Gradient-based optimizer for parameter extraction in photovoltaic models

Abstract

Solar radiation is increasingly used as a clean energy source, and photovoltaic (PV) panels that contain solar cells (SCs) transform solar energy into electricity. The current-voltage characteristics for PV models is nonlinear. Due to a lack of data on the manufacturer's datasheet for PV models, there are several unknown parameters. It is necessary to accurately design the PV systems by defining the intrinsic parameters of the SCs. Various methods have been proposed to estimate the unknown parameters of PV cells. However, their results are often inaccurate. In this article, a gradient-based optimizer (GBO) was applied as an efficient and accurate methodology to estimate the parameters of SCs and PV modules. Three common SC models, namely, single-diode models (SDMs), double-diode models (DDMs), and three-diode models (TDMs) were used to demonstrate the capacity of the GBO to estimate the parameters of SCs.

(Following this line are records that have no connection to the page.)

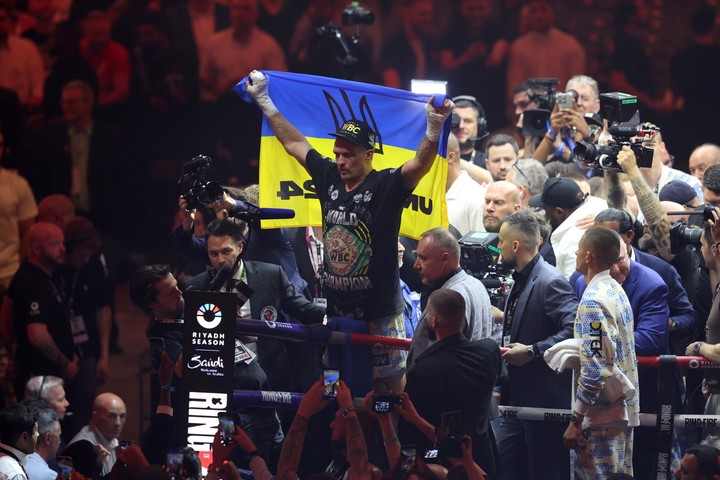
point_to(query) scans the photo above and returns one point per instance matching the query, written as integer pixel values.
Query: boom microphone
(221, 278)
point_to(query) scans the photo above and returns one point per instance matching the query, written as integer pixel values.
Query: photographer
(464, 371)
(270, 245)
(565, 123)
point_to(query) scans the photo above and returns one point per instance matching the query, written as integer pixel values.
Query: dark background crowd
(168, 98)
(101, 104)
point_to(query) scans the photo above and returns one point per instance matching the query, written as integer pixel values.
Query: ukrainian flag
(317, 106)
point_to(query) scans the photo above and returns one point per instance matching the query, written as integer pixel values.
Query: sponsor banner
(208, 364)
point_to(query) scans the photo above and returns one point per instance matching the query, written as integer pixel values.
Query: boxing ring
(344, 336)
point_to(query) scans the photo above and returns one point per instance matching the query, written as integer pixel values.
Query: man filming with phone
(464, 371)
(571, 118)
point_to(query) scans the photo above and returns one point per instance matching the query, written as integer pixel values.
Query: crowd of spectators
(101, 103)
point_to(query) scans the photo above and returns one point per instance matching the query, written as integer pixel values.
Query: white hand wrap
(258, 89)
(436, 119)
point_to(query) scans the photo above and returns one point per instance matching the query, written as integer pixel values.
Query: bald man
(464, 371)
(41, 316)
(106, 424)
(465, 197)
(702, 157)
(501, 200)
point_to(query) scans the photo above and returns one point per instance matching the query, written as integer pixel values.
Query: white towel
(565, 354)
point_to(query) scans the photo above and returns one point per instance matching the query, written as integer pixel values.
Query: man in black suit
(289, 366)
(455, 374)
(82, 159)
(540, 312)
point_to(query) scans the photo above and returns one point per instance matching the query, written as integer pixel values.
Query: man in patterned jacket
(601, 424)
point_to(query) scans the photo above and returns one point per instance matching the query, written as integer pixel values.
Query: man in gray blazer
(540, 312)
(438, 262)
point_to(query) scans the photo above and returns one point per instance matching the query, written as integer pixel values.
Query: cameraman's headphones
(481, 120)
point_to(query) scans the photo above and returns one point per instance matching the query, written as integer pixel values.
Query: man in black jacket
(455, 374)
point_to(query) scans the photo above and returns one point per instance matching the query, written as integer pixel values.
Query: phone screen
(564, 100)
(227, 427)
(173, 462)
(331, 379)
(408, 458)
(157, 346)
(66, 465)
(432, 453)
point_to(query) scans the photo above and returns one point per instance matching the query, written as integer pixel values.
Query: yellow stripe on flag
(284, 183)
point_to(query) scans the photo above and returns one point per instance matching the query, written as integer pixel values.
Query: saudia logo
(209, 316)
(342, 113)
(196, 361)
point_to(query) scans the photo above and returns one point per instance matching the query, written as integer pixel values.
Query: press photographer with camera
(464, 371)
(568, 126)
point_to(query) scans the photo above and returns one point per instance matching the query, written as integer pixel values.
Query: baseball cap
(677, 191)
(356, 132)
(558, 192)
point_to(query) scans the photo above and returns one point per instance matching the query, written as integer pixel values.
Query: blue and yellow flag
(317, 106)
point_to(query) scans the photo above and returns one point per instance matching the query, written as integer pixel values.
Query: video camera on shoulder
(383, 399)
(479, 258)
(542, 92)
(200, 191)
(682, 234)
(618, 108)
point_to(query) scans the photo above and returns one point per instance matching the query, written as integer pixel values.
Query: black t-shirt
(360, 230)
(36, 299)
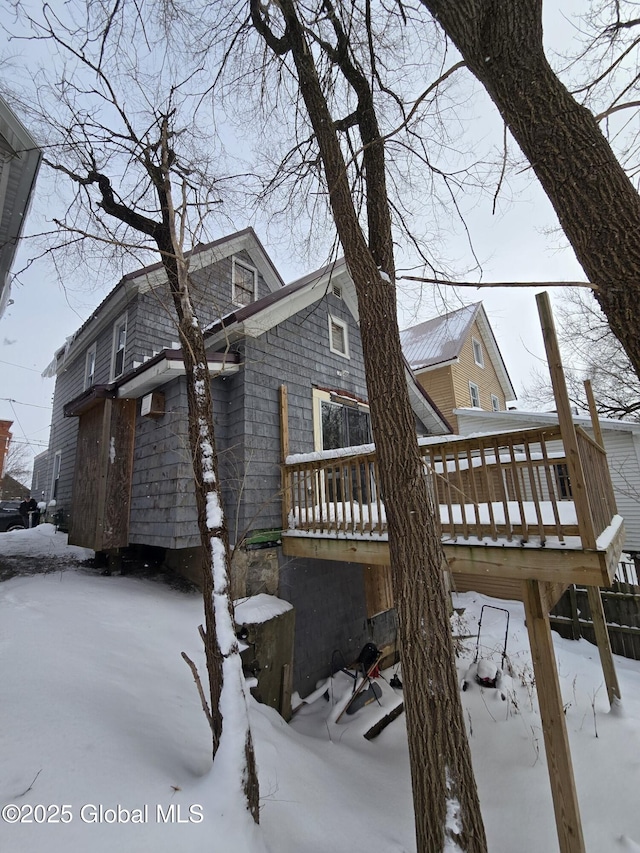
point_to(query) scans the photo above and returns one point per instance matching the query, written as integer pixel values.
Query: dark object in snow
(363, 697)
(483, 670)
(10, 517)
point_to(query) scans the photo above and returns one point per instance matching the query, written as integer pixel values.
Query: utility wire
(19, 403)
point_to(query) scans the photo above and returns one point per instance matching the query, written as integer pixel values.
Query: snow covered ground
(99, 713)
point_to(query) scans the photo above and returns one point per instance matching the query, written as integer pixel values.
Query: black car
(10, 518)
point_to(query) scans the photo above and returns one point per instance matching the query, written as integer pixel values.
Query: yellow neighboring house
(457, 361)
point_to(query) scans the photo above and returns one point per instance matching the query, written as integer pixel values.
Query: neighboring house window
(344, 426)
(57, 460)
(338, 337)
(563, 480)
(477, 352)
(119, 344)
(244, 284)
(90, 368)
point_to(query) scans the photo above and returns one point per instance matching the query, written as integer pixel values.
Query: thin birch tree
(120, 143)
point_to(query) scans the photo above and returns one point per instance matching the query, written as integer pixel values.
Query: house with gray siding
(287, 376)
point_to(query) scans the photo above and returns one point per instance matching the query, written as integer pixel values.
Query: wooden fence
(571, 617)
(513, 486)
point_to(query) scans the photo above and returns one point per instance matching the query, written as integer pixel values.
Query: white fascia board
(421, 407)
(161, 373)
(271, 315)
(549, 419)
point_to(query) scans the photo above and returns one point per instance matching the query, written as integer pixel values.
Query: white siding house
(622, 443)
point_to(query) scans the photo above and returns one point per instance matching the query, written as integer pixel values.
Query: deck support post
(284, 452)
(604, 644)
(556, 740)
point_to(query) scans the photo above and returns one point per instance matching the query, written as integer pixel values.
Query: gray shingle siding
(328, 597)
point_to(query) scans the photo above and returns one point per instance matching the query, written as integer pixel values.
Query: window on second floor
(478, 355)
(90, 367)
(338, 337)
(119, 345)
(244, 284)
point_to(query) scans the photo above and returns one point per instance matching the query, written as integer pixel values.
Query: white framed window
(339, 421)
(119, 346)
(244, 283)
(57, 461)
(338, 337)
(478, 356)
(90, 367)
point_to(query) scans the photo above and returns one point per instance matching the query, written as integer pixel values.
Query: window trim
(345, 329)
(119, 323)
(478, 355)
(320, 396)
(89, 379)
(235, 262)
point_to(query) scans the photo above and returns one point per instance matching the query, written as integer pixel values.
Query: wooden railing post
(563, 788)
(284, 452)
(567, 427)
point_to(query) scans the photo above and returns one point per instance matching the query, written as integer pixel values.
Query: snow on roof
(259, 608)
(438, 340)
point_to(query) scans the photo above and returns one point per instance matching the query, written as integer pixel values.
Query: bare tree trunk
(596, 203)
(445, 797)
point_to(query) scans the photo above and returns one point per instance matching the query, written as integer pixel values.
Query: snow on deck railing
(500, 486)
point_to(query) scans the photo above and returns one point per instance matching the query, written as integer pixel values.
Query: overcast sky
(521, 243)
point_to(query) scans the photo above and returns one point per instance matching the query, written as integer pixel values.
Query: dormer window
(119, 344)
(338, 337)
(244, 284)
(90, 367)
(478, 357)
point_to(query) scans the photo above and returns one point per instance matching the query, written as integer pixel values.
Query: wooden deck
(512, 507)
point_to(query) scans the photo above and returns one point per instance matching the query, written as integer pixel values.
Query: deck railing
(513, 486)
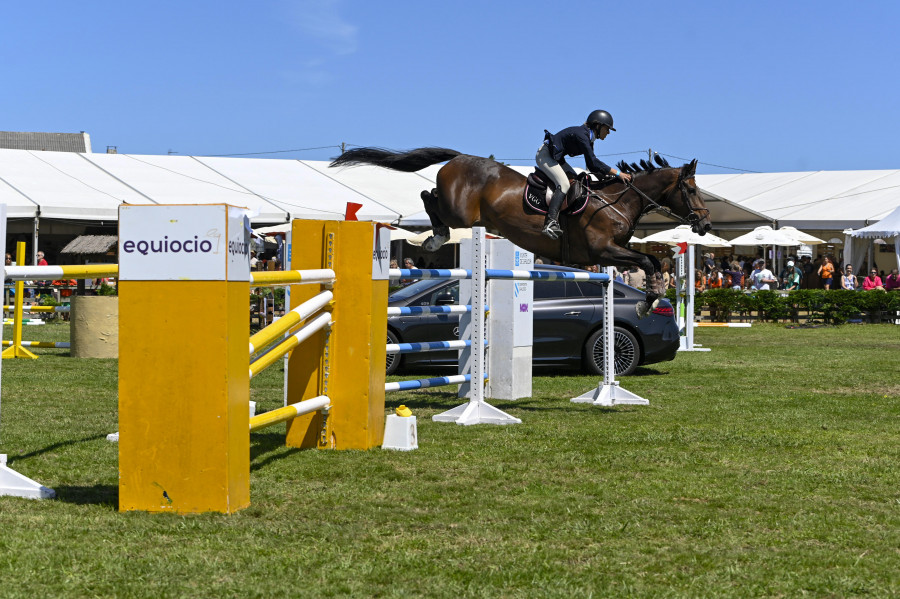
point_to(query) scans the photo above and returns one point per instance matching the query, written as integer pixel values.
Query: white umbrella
(803, 238)
(684, 234)
(765, 235)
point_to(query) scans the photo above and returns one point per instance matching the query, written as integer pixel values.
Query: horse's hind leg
(441, 231)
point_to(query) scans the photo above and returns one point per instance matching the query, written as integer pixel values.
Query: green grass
(768, 467)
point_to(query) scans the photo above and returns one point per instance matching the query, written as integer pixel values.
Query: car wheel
(626, 349)
(392, 361)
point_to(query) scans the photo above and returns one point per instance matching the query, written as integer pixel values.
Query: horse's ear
(689, 170)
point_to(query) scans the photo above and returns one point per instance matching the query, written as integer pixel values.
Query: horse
(474, 191)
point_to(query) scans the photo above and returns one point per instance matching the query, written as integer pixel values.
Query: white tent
(856, 241)
(684, 234)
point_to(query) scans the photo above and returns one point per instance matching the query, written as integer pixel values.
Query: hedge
(835, 306)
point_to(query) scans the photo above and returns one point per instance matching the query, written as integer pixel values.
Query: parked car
(567, 333)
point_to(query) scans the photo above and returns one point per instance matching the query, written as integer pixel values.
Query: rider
(573, 141)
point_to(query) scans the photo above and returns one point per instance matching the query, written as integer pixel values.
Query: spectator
(762, 278)
(667, 276)
(826, 272)
(849, 280)
(806, 268)
(791, 277)
(873, 281)
(635, 277)
(892, 281)
(736, 274)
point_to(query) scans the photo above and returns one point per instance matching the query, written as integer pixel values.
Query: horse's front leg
(441, 232)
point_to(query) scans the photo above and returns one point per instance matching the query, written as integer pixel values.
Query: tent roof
(811, 200)
(72, 186)
(889, 226)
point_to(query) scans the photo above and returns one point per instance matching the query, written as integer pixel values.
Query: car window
(550, 290)
(445, 296)
(412, 290)
(591, 289)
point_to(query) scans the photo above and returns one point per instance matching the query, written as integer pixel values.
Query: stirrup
(552, 229)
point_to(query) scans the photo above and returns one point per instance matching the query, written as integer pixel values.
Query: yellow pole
(68, 271)
(291, 277)
(17, 350)
(288, 321)
(184, 391)
(348, 364)
(278, 352)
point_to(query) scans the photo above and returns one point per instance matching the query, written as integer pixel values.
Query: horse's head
(685, 201)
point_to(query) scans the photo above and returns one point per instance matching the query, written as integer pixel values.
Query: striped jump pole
(40, 308)
(301, 408)
(17, 348)
(345, 361)
(22, 273)
(51, 344)
(277, 329)
(315, 325)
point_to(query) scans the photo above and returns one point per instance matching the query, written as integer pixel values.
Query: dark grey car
(567, 333)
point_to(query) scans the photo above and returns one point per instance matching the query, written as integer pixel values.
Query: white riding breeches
(551, 168)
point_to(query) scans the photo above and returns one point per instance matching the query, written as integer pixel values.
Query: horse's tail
(408, 162)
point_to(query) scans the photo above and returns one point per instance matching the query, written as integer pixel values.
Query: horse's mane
(645, 166)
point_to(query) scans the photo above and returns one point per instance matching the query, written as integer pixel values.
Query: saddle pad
(537, 197)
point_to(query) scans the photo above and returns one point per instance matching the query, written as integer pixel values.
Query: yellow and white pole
(350, 369)
(17, 349)
(184, 444)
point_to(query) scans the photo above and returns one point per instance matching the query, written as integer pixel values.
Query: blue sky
(757, 86)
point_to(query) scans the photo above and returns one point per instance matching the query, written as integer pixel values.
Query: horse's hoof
(642, 309)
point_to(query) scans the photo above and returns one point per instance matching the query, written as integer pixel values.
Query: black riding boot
(551, 223)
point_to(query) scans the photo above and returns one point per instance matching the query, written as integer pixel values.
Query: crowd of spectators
(746, 273)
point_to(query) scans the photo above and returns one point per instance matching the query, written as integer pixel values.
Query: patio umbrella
(684, 234)
(766, 235)
(803, 238)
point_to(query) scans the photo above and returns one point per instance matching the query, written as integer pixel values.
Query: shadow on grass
(54, 447)
(102, 495)
(270, 445)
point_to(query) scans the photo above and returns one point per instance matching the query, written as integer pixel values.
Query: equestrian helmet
(599, 117)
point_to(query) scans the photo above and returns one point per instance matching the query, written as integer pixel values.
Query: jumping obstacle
(18, 348)
(11, 482)
(514, 361)
(184, 442)
(684, 300)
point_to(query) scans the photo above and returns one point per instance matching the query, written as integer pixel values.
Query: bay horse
(474, 191)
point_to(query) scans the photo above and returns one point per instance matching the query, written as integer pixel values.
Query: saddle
(539, 189)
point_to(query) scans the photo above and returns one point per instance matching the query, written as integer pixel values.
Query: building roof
(91, 244)
(49, 142)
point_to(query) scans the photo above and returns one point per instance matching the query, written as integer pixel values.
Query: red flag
(352, 209)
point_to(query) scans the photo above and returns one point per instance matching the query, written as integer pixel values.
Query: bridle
(652, 206)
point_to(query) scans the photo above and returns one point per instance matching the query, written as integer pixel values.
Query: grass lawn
(768, 467)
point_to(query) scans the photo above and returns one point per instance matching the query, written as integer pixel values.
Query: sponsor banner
(381, 253)
(183, 243)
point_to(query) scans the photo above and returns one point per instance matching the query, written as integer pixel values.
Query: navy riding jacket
(575, 141)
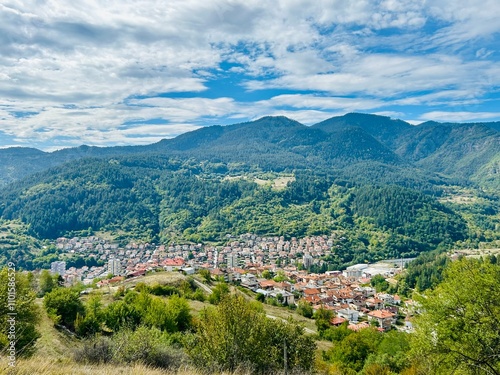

The proposed GBO algorithm for estimating the optimal values of the parameters for various SCs models are applied on the real data of a 55 mm diameter commercial R.T.C-France SC. Comparison between the GBO and other algorithms are performed for the same data set. The smallest value of the error between the experimental and the simulated data is achieved by the proposed GBO. Also, high closeness between the simulated P-V and I-V curves is achieved by the proposed GBO compared with the experimental.